Chronic Myeloid Leukemia (CML) is a myeloproliferative neoplasm with an occurrence of 1-2 cases per 100,000 subjects . Central to the pathogenesis of CML is the fusion of the "Abelson murine leukemia (ABL1) gene" on chromosome 9 with "the breakpoint cluster region (BCR) gene" on chromosome 22. This leads to expression of an oncoprotein called "BCR-ABL1".  In this study a new CML case carrying variant Philadelphia(Ph) translocation involving both chromosomes 9 and 22 as well as chromosomes 3 has been reported.
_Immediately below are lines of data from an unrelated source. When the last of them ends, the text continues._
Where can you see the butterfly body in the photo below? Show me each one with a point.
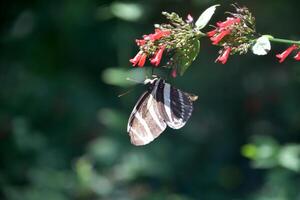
(160, 106)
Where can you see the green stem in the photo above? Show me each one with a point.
(284, 41)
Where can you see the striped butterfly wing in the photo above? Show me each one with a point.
(146, 122)
(177, 106)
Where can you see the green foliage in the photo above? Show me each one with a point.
(63, 128)
(265, 152)
(185, 56)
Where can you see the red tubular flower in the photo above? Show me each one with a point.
(157, 35)
(174, 73)
(136, 59)
(216, 39)
(157, 56)
(228, 22)
(285, 54)
(142, 60)
(140, 42)
(297, 56)
(211, 33)
(224, 56)
(189, 19)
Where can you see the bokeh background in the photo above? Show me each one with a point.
(63, 128)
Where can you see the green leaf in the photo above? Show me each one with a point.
(205, 17)
(186, 55)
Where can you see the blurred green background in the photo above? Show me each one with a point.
(63, 128)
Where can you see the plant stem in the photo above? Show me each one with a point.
(284, 41)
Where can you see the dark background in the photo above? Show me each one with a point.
(63, 128)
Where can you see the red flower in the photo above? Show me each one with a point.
(142, 60)
(140, 42)
(211, 33)
(287, 52)
(174, 73)
(157, 35)
(297, 56)
(139, 59)
(228, 22)
(136, 58)
(189, 19)
(157, 56)
(216, 39)
(224, 56)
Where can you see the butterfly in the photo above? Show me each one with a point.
(160, 106)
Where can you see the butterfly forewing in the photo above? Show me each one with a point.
(178, 107)
(160, 106)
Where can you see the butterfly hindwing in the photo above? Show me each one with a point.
(161, 106)
(146, 122)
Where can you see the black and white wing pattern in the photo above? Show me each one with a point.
(178, 106)
(161, 106)
(146, 122)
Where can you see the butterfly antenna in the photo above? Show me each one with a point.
(127, 92)
(132, 87)
(134, 80)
A detailed molecular cytogenetic characterization was performed by fluorescence in situ hybridization (FISH), which displayed the presence of the"5'BCR/3'ABL1 "fusion gene was localized on the" Ph chromosome", while the" 5'ABL1/3'BCR gene "was not detected on the derivative(9) chromosome (der9) because 3'BCR translocated onto partner chromosomes 3.In conclusion, a precise molecular cytogenetic characterization of one Ph CML case bearing complex t(9;22)has been analyzed . The study also stress the crucial role of FISH analysis in explanation these translocations, which is beyond the resolution power of conventional cytogenetics.